Our politics are fake.
Such a loss of any anchoring “reality” only makes us pine for it more. Our politics have been inverted along with everything else, suffused with a Gnostic sense that we’re being scammed and defrauded and lied to but that a “real truth” still lurks somewhere. Adolescents are deeply engaged by YouTube videos that promise to show the hard reality beneath the “scams” of feminism and diversity — a process they call “red-pilling” after the scene in The Matrix when the computer simulation falls away and reality appears. Political arguments now involve trading accusations of “virtue signaling” — the idea that liberals are faking their politics for social reward — against charges of being Russian bots. The only thing anyone can agree on is that everyone online is lying and fake.
We ourselves are fake.
Which, well. Everywhere I went online this year, I was asked to prove I’m a human. Can you retype this distorted word? Can you transcribe this house number? Can you select the images that contain a motorcycle? I found myself prostrate daily at the feet of robot bouncers, frantically showing off my highly developed pattern-matching skills — does a Vespa count as a motorcycle, even? — so I could get into nightclubs I’m not even sure I want to enter. Once inside, I was directed by dopamine-feedback loops to scroll well past any healthy point, manipulated by emotionally charged headlines and posts to click on things I didn’t care about, and harried and hectored and sweet-talked into arguments and purchases and relationships so algorithmically determined it was hard to describe them as real.

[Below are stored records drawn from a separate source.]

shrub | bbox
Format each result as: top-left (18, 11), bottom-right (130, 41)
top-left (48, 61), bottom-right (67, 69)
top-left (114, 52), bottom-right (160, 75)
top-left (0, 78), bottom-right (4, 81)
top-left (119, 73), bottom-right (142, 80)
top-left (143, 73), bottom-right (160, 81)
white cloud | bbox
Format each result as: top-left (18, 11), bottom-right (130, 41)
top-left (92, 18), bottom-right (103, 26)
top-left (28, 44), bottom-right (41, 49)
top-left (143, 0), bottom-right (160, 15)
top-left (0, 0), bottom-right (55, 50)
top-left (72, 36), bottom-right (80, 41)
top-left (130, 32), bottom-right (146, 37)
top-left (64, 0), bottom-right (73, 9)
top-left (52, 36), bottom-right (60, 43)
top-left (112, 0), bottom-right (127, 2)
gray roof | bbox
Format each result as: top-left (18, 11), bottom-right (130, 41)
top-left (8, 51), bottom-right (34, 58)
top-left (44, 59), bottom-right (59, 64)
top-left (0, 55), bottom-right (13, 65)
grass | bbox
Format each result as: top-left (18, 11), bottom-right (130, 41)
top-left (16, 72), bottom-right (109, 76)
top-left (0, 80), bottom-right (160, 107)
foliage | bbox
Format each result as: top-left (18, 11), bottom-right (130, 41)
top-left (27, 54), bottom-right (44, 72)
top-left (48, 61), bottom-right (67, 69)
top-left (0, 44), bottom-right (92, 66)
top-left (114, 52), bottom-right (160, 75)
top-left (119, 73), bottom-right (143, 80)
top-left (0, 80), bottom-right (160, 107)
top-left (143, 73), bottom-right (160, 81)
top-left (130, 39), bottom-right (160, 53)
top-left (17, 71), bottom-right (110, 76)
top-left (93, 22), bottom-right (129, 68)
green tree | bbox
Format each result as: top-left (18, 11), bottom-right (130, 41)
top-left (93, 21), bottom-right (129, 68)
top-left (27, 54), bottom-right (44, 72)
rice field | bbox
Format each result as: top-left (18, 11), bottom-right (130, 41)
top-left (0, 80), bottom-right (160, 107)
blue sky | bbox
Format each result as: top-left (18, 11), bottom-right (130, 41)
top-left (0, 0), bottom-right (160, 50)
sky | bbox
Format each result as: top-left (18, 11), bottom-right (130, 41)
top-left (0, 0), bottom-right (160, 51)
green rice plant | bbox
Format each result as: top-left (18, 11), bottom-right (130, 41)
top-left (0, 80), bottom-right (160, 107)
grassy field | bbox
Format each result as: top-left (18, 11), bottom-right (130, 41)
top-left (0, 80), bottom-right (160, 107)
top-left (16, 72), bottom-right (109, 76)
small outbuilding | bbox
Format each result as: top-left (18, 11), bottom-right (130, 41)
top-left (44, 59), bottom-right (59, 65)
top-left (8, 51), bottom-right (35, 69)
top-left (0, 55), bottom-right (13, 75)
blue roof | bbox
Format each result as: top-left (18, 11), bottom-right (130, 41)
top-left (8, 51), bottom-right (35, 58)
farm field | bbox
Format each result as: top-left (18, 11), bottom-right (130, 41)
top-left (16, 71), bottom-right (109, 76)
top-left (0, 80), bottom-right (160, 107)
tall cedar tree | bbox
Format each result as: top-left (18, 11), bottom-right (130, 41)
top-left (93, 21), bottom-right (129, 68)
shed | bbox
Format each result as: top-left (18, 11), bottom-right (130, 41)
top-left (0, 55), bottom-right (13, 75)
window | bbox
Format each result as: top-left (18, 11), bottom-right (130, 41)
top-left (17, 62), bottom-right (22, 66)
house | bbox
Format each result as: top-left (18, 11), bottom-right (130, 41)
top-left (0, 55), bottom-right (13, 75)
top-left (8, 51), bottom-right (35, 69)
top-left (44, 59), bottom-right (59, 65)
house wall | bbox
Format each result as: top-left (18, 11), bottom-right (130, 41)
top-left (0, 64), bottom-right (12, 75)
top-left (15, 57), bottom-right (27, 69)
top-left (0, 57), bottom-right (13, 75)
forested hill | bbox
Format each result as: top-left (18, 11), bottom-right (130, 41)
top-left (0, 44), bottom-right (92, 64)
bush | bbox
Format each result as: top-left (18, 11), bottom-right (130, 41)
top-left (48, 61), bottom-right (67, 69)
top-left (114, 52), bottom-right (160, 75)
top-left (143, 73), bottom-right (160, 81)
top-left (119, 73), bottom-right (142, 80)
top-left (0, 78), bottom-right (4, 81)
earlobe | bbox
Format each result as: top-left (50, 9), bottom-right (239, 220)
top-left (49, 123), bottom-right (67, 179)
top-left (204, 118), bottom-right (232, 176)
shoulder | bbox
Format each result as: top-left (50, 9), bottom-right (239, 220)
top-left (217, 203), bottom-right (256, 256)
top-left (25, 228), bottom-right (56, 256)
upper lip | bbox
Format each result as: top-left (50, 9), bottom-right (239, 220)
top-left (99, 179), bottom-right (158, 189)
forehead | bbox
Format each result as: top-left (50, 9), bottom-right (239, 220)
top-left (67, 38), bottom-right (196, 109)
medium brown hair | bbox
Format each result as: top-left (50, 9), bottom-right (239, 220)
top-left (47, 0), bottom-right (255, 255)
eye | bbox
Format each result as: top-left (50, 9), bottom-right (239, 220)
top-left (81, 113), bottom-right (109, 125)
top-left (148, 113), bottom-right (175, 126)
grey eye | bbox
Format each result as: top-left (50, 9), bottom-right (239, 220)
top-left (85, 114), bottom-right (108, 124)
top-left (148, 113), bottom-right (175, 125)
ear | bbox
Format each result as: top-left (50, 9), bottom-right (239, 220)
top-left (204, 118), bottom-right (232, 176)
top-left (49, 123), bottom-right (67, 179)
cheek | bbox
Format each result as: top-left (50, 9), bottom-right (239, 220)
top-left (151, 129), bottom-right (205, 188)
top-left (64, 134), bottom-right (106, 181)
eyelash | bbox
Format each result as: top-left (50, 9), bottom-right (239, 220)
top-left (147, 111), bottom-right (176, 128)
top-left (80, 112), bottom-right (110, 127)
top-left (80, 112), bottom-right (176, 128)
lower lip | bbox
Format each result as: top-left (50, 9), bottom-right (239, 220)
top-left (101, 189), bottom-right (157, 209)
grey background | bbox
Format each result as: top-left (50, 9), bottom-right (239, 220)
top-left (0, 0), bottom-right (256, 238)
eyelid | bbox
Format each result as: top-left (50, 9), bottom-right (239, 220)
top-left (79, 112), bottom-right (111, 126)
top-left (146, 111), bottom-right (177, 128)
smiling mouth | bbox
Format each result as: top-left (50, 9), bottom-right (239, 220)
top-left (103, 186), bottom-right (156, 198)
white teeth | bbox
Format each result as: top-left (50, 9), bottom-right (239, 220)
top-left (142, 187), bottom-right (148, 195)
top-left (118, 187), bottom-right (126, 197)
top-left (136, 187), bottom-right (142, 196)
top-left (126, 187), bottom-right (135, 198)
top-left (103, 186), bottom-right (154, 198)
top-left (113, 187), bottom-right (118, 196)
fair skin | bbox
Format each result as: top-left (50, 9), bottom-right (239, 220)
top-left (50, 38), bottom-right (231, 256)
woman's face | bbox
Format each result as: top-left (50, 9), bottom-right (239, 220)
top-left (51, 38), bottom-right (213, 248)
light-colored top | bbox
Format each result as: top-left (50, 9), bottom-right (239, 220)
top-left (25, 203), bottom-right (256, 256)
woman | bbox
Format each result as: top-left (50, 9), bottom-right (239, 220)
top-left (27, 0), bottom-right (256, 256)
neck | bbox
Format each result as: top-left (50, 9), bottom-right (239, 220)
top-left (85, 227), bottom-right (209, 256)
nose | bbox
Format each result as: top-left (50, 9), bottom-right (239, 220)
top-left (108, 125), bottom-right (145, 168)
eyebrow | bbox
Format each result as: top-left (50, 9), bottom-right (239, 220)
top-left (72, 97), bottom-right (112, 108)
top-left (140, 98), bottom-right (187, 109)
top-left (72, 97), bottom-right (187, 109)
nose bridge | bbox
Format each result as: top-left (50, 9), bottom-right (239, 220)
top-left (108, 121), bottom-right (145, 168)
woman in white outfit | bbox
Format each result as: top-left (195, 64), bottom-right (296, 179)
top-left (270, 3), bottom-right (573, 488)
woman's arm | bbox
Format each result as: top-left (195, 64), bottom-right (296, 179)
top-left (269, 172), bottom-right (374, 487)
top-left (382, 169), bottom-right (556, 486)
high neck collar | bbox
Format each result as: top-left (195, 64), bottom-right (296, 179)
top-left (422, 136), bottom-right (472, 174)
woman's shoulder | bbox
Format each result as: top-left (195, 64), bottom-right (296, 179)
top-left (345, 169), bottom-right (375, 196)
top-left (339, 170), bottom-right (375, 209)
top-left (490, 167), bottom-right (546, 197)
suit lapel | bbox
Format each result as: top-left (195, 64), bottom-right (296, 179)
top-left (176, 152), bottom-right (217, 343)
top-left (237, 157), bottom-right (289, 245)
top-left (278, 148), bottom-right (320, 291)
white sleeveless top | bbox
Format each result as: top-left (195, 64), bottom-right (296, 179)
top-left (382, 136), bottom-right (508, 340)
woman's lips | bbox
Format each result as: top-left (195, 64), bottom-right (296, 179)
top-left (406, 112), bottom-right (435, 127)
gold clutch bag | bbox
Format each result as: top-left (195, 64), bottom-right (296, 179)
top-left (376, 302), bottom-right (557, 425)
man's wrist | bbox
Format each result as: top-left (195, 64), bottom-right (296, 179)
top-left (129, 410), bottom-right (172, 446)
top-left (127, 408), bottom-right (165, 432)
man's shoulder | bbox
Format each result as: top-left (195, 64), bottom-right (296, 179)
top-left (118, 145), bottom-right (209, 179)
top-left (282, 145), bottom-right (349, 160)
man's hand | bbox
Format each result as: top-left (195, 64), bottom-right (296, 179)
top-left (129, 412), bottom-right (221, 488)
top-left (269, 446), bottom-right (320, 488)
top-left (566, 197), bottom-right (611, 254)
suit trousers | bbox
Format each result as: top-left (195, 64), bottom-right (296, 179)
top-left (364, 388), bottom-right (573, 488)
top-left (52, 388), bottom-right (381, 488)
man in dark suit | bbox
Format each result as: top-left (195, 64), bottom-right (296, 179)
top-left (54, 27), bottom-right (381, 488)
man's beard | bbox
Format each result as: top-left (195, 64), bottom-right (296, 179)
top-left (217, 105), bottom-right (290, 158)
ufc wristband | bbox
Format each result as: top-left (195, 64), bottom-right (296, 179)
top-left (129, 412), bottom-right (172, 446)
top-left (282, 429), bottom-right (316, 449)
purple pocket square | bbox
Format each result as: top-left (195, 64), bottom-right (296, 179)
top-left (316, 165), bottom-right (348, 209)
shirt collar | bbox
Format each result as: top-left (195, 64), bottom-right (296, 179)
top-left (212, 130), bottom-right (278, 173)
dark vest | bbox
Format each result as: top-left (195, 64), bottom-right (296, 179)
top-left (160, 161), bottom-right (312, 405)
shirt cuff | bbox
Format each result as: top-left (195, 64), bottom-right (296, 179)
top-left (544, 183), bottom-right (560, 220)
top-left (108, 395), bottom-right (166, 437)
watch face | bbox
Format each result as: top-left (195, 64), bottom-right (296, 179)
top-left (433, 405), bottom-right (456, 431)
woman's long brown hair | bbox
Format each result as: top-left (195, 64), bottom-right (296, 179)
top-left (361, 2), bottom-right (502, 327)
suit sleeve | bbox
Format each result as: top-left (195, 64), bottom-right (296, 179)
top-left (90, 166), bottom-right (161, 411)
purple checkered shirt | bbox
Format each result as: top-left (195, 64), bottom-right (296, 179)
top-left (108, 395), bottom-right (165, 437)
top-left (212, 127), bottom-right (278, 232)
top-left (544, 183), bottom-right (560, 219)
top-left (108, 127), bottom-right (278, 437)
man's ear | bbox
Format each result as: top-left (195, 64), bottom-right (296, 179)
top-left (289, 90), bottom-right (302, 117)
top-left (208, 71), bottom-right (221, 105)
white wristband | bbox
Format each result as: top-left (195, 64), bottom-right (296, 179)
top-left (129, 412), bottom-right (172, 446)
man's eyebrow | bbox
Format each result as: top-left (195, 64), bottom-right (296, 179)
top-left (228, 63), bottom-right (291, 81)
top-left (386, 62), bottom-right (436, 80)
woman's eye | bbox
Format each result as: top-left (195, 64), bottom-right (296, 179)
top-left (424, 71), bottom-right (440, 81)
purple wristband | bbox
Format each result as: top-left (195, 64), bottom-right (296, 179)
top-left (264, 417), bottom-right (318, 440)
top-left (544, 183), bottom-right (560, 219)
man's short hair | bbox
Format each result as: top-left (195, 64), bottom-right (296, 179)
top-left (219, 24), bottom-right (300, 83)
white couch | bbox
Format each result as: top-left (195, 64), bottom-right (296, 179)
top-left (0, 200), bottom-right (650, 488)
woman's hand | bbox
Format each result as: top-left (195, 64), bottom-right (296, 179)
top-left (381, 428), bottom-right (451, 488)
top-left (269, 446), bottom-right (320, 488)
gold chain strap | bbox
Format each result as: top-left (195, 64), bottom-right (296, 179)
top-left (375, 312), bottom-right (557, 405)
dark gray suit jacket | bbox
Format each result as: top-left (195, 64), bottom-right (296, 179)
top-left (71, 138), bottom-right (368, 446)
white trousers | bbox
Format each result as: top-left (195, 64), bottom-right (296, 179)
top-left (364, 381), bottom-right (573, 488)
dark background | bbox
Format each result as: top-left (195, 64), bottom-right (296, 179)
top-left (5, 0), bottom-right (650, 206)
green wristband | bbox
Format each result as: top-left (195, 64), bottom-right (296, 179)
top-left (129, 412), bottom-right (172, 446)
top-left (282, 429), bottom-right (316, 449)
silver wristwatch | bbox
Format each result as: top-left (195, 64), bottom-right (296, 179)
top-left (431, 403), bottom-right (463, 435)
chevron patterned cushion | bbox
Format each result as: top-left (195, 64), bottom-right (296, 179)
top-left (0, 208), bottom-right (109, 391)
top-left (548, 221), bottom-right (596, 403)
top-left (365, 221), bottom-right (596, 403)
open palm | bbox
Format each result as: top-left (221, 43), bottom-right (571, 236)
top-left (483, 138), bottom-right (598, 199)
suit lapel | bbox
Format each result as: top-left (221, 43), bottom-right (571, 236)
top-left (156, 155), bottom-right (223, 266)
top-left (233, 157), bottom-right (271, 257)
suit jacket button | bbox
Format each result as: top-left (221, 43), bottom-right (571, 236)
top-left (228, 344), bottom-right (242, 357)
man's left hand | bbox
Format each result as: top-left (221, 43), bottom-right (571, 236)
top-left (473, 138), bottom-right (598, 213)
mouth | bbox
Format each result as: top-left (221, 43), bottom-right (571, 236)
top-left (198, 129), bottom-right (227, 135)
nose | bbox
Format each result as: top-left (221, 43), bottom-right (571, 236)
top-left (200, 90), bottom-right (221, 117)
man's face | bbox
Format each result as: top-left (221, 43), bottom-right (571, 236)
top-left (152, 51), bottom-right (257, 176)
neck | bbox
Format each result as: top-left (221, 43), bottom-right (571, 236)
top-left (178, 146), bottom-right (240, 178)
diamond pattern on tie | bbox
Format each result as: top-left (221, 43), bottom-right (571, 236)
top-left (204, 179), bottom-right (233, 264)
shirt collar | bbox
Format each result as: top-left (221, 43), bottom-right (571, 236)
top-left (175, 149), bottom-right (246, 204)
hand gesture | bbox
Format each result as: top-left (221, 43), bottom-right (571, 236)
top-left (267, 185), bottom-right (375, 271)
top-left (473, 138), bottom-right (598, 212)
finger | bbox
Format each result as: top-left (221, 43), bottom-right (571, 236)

Still, I’m not sure the solution is to seek out some pre-Inversion authenticity — to red-pill ourselves back to “reality.” What’s gone from the internet, after all, isn’t “truth,” but trust: the sense that the people and things we encounter are what they represent themselves to be. Years of metrics-driven growth, lucrative manipulative systems, and unregulated platform marketplaces, have created an environment where it makes more sense to be fake online — to be disingenuous and cynical, to lie and cheat, to misrepresent and distort — than it does to be real. Fixing that would require cultural and political reform in Silicon Valley and around the world, but it’s our only choice. Otherwise we’ll all end up on the bot internet of fake people, fake clicks, fake sites, and fake computers, where the only real thing is the ads.